Why Isn't AI Being Trained to Compress and Decompress Input Like the Human Brain?

CoderSupreme@programming.dev · 5 days ago

Why Isn't AI Being Trained to Compress and Decompress Input Like the Human Brain?

iii@mander.xyz · edit-2 5 days ago

AI does work like that.

With (variational) auto-encoders, it’s very explicit.

With shallow convolutional neural networks, it’s fun to visualize the trained kernel weights, as they often return an abstract, to me dreamlike, representations of the thing being trained for. Although derived through a different method, search for “eigenfaces” as an example of what I mean.

In the recent hype model architecture, attention and transformers, the encoded state can be thought of as a compressed version of it’s input. But human interpretation of those values is challenging.

remotelove@lemmy.ca · 5 days ago

Thats kinda is how neural networks actually function. They don’t store massive amounts of data but, similar to us, tweak and adjust complex pathways of neurons that kinda just convert an input into a response.

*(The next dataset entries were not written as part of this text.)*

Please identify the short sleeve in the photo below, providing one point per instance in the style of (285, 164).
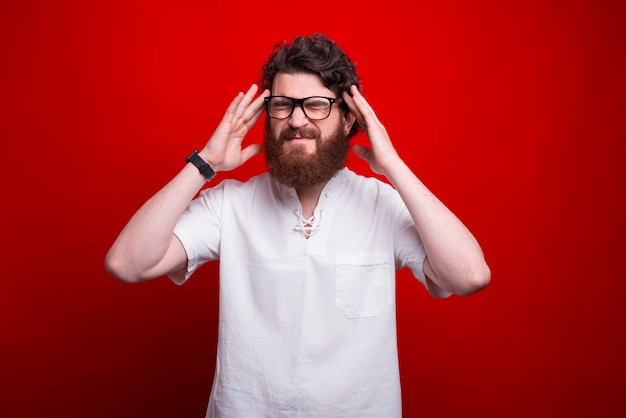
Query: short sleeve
(199, 231)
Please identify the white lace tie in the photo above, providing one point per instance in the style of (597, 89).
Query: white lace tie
(308, 227)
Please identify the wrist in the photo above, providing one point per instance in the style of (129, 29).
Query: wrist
(201, 164)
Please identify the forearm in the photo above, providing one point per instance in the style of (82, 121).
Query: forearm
(141, 250)
(455, 261)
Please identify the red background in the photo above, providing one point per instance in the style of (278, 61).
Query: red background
(513, 113)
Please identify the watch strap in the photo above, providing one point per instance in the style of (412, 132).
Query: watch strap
(204, 167)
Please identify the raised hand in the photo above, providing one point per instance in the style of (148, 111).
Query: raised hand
(382, 154)
(224, 151)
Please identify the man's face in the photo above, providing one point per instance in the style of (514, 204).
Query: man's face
(301, 152)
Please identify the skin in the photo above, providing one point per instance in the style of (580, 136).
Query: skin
(147, 248)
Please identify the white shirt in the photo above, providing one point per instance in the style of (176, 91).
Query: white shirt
(307, 327)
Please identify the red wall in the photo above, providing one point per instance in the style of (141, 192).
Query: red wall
(513, 114)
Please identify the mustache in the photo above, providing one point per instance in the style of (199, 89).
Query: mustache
(288, 133)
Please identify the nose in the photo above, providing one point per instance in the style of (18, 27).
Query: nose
(298, 119)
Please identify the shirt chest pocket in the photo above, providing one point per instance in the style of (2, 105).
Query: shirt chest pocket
(363, 284)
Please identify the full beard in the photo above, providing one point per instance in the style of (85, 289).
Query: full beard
(297, 168)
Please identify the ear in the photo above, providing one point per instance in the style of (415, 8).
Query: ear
(348, 121)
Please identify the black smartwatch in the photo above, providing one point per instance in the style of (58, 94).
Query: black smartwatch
(206, 170)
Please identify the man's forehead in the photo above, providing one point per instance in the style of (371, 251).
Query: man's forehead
(299, 85)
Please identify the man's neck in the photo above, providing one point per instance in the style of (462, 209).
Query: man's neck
(308, 198)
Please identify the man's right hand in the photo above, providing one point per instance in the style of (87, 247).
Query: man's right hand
(223, 151)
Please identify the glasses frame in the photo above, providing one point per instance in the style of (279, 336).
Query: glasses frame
(300, 102)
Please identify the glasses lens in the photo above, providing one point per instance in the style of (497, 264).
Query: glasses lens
(280, 107)
(317, 107)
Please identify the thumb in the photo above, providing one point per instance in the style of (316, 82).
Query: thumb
(361, 151)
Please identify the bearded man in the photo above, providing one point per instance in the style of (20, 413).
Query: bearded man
(308, 250)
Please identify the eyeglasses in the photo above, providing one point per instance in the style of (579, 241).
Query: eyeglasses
(314, 107)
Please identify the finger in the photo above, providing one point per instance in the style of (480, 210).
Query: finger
(361, 151)
(246, 100)
(256, 108)
(353, 108)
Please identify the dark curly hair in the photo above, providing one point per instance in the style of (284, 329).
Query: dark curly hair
(314, 54)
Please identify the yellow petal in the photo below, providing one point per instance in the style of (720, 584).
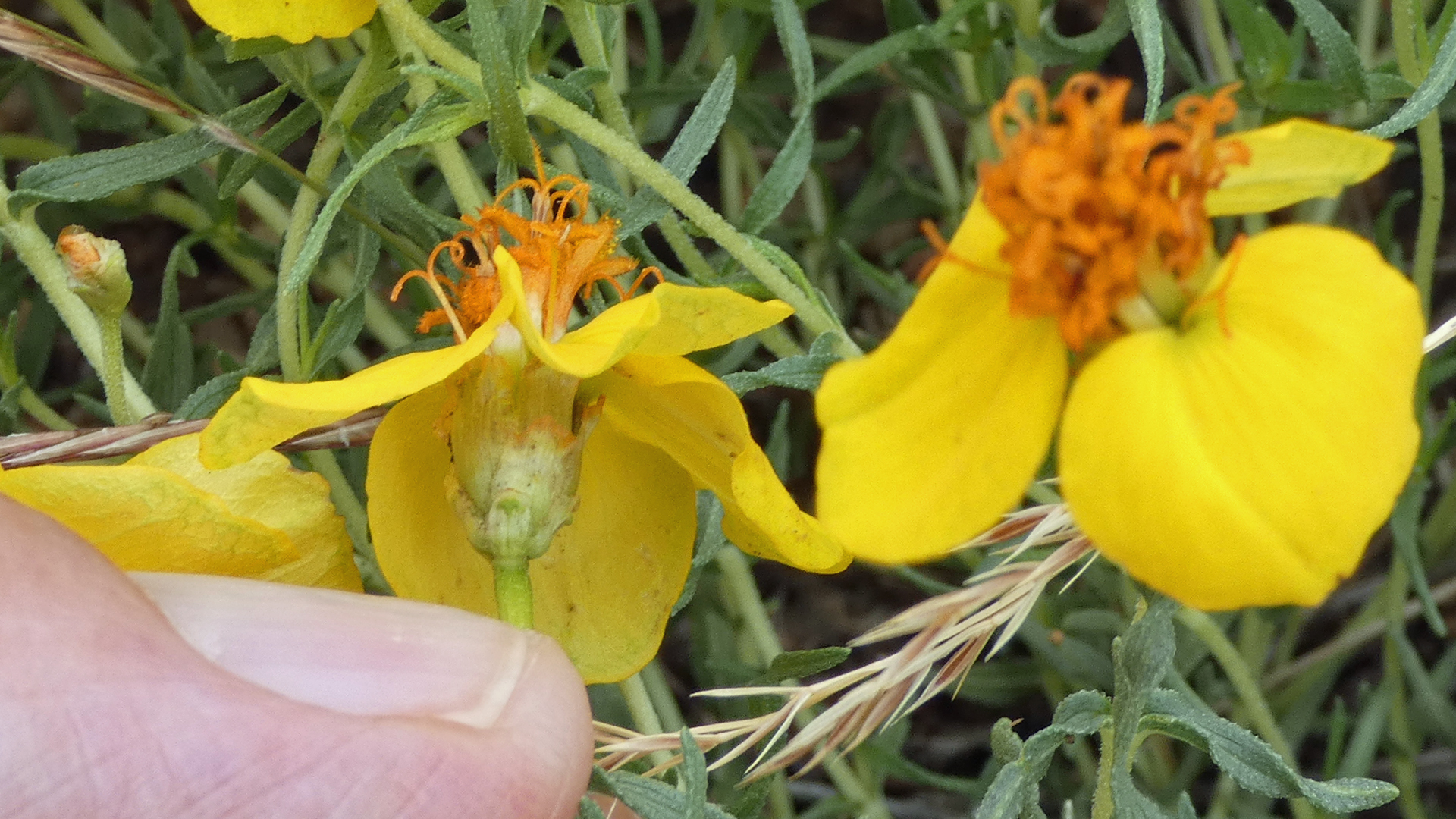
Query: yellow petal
(268, 490)
(419, 542)
(262, 413)
(701, 318)
(937, 433)
(1296, 161)
(677, 407)
(669, 321)
(1253, 468)
(149, 519)
(610, 576)
(296, 20)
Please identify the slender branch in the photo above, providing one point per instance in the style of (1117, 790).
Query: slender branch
(542, 101)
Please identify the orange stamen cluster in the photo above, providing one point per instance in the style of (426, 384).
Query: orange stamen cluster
(1092, 203)
(561, 256)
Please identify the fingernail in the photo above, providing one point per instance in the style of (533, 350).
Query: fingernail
(353, 653)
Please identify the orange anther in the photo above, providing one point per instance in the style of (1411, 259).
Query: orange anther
(1088, 200)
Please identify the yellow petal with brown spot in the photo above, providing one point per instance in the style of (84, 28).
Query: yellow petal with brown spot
(938, 431)
(1296, 161)
(677, 407)
(1250, 466)
(607, 582)
(296, 20)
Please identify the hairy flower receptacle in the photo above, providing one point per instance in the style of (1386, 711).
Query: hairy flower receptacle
(516, 438)
(96, 270)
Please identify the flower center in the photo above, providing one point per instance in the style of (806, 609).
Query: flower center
(560, 254)
(1095, 206)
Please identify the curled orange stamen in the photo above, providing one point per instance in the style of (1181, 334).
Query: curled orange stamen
(560, 253)
(1220, 293)
(1092, 203)
(944, 254)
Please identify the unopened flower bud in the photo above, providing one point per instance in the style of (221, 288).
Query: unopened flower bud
(516, 438)
(96, 270)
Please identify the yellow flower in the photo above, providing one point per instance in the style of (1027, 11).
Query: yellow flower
(657, 428)
(164, 512)
(296, 20)
(1235, 428)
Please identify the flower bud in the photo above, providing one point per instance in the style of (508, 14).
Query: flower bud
(96, 270)
(516, 438)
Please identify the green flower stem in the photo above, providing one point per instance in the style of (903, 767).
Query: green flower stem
(112, 372)
(639, 703)
(289, 302)
(36, 253)
(932, 136)
(1103, 796)
(1248, 689)
(1433, 202)
(354, 515)
(1216, 42)
(542, 101)
(778, 341)
(1413, 55)
(644, 713)
(419, 31)
(585, 34)
(1404, 742)
(514, 602)
(965, 63)
(743, 591)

When you ask an LLM a question you are actually getting a list of words based on probabilities, not anything the LLM had to “think about” before responding. During its training, different patterns fed to the AI tweak and balance how and when specific neurons should fire. One way to think about it is that “memories” or data is stored in how the paths are formed, not actually in the core of the neuron itself.

There are several hundred configurations of artificial neural networks that can mimic different functions of our brains, including memory.

CoderSupreme@programming.dev · edit-2 5 days ago

Oh, so it’s mostly a side effect, but they are still primarily being trained to predict the next word.

iii@mander.xyz · 5 days ago

Not necessarily, sometimes dimensionality reduction (the more common terminology used, for what is basically compression) is the explicit goal.

Can be used for outlier detection, similarity search, etc.

During training, you find a projection of the input, for example an image, to a smaller space, and then back to the original image. This is referred to as encoding and decoding. The error fuction would be a measure of how similar the in- and output images are.